Saint Thomas Aquinas (1225 - March 7, 1274) was a Catholic philosopher and theologian in the scholastic tradition. He is considered by the Catholic church to be its greatest theologian and one of the thirty-three Doctors of the Church.

Biography

Early years

The life of Thomas Aquinas offers many interesting insights into the world of the High Middle Ages. He was born into a family of the south Italian nobility and was through his mother Countess Theadora of Theate related to the Hohenstaufen dynasty of Holy Roman emperors. He was probably born early in 1225 at his father's castle of Roccasecca in the kingdom of Naples, his father being Count Landulf. Landulf's brother, Sinibald, was abbot of the original Benedictine monastery at Monte Cassino, and the family intended Thomas to follow his uncle into that position; this would have been a normal career-path for a younger son of the nobility.

In his fifth year he was sent for his early education to the monastery. However, after studying at the University of Naples, Thomas joined the Dominican order, which along with the Franciscan order represented a revolutionary challenge to the well-established clerical systems of early medieval Europe. This change of heart did not please the family; on the way to Rome, Thomas was seized by his brothers and brought back to his parents at the castle of San Giovanni, where he was held a captive for a year or two to make him relinquish his purpose. According to his earliest biographers, the family even brought a prostitute to tempt him, but he drove her away.

Finally the family yielded and the Dominicans sent Thomas to Cologne to study under Albertus Magnus; he arrived probably in late 1244. He accompanied Albertus to the University of Paris in 1245, remained there with his teacher for three years, and followed Albertus back to Cologne in 1248. For several years longer he remained with the famous philosopher of scholasticism, presumably teaching. This long association of Thomas with the great polyhistor was the most important influence in his development; it made him a comprehensive scholar and won him permanently for the Aristotelian method.

Career

In 1252 Aquinas went to Paris for the master's degree, but met with some difficulty owing to attacks on the mendicant orders by the professoriate of the University. Ultimately, however, he received the degree and entered upon his office of teaching in 1257; he taught in Paris for several years and there wrote some of his works and began others. In 1259 he was present at an important chapter of his order at Valenciennes. At the solicitation of Pope Urban IV (therefore not before the latter part of 1261), he took up his residence in Rome. In 1269-71 he was again active in Paris. In 1272 the provincial chapter at Florence empowered him to found a new studium generale at such place as he should choose, and he selected Naples.

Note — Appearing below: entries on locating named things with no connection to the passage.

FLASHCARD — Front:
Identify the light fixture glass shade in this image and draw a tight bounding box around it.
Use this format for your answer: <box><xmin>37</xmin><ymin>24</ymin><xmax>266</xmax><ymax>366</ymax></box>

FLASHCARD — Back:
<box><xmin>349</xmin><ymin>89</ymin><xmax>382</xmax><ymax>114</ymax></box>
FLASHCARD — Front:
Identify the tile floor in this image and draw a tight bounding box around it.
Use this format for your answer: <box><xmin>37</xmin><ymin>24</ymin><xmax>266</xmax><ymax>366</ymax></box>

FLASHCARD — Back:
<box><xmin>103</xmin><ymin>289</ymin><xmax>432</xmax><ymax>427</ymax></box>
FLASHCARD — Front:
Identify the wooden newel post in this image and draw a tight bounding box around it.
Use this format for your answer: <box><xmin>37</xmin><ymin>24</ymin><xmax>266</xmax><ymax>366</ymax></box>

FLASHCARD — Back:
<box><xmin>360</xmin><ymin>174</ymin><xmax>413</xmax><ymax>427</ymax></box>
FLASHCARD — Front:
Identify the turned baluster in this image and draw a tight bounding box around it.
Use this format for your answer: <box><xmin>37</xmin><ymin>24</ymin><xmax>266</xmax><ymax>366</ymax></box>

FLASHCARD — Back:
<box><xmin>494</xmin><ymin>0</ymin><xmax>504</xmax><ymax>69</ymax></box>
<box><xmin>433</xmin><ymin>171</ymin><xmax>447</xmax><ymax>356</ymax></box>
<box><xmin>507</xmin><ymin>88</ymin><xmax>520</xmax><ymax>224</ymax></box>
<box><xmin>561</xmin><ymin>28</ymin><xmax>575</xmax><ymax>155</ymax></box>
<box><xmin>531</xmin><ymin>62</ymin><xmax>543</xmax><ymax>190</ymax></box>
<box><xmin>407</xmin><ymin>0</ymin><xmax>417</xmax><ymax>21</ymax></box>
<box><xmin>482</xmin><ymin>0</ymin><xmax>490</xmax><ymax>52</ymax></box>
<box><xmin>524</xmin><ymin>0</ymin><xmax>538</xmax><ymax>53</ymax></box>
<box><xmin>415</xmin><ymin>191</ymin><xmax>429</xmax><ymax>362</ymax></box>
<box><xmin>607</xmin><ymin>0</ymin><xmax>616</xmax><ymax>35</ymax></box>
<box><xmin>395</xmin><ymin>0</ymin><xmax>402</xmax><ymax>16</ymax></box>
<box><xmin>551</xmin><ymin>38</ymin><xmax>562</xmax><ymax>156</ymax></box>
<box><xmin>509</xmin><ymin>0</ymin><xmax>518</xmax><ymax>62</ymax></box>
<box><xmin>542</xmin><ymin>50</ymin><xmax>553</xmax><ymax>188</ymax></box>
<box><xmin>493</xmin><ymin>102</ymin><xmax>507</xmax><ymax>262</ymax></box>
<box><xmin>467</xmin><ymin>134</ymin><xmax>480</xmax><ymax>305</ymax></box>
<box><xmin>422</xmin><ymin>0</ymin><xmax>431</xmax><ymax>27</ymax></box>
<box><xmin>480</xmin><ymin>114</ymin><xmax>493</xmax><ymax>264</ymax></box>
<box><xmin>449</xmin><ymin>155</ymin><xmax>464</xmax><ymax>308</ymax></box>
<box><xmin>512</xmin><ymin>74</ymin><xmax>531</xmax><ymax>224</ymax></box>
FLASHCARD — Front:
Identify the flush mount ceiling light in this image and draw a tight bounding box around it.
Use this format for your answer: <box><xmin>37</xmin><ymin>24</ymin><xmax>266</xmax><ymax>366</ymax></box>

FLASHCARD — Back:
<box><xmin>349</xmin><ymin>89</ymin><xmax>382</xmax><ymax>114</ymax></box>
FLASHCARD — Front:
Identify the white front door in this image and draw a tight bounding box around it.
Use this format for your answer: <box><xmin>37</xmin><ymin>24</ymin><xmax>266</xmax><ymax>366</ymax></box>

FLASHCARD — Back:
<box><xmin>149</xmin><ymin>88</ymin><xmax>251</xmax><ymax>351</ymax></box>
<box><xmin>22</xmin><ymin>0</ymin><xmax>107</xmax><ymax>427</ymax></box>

Contemporaries described Thomas as a big man, corpulent and dark-complexioned, with a large head and receding hairline. His manners showed his breeding; he is described as refined, affable, and lovable. In argument he maintained self-control and won over opponents by his personality and great learning. His tastes were simple. His associates were specially impressed by his power of memory. When absorbed in thought, he often forgot his surroundings. The ideas he developed by such strenuous absorption he was able to express for others systematically, clearly and simply.

Death and canonization

Early in 1274 the Pope directed him to attend the Second Council of Lyons and, though far from well, he undertook the journey. On the way he stopped at the castle of a niece and there became seriously ill. He wished to end his days in a monastery and not being able to reach a house of the Dominicans he was taken to the Cistercians. He died at the monastery of Fossanova, one mile from Sonnino, on March 7, 1274.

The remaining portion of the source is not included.